25 morts et sans doute plus dans des inondations, 53 en février après le passage de la tempête Xynthia.
Cela se passe en France, en 2010.
Un pré-rapport du Sénat rendu public le lendemain des inondations (hasard malheureux du calendrier) constate que les conséquences de Xynhia ont été
« aggravées par de graves défaillances* dans l’anticipation du risque de submersion marine. Et ce dans toute la chaîne de gestion du risque* : une prévision* qui n’a pas permis d’anticiper correctement les risques à terre ; une vigilance* insuffisamment opérationnelle ; une prévention* insuffisante du risque de submersion marine ; une occupation des sols* exposant au risque d’inondation ; une gestion des digues* critiquables. » [*en gras dans le communiqué du Sénat]
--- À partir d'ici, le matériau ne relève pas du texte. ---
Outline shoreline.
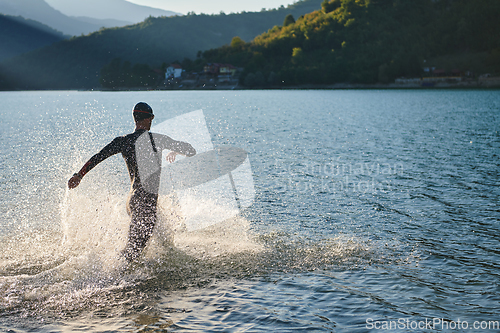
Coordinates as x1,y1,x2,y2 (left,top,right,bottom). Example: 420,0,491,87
0,78,500,92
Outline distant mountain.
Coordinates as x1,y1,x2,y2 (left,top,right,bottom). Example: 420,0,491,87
45,0,182,23
0,0,105,36
0,0,322,89
0,14,66,61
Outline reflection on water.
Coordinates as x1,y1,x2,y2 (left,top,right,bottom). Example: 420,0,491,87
0,91,500,332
Quand on sera de nouveau scandalisé par ce genre d’informations je reprendrai sans doute goût à la polémique.
18 mai 2010, Un Commentaire
Un jeune de 20 ans meurt en rentrant d’un apéro géant. C’est la faute de Facebook, forcément.
Et comme on ne peut pas interdire Facebook, bah oui nous sommes en France tout de même, les libertés individuelles tout ça… Faisons donc une loi pour interdire les apéros géants.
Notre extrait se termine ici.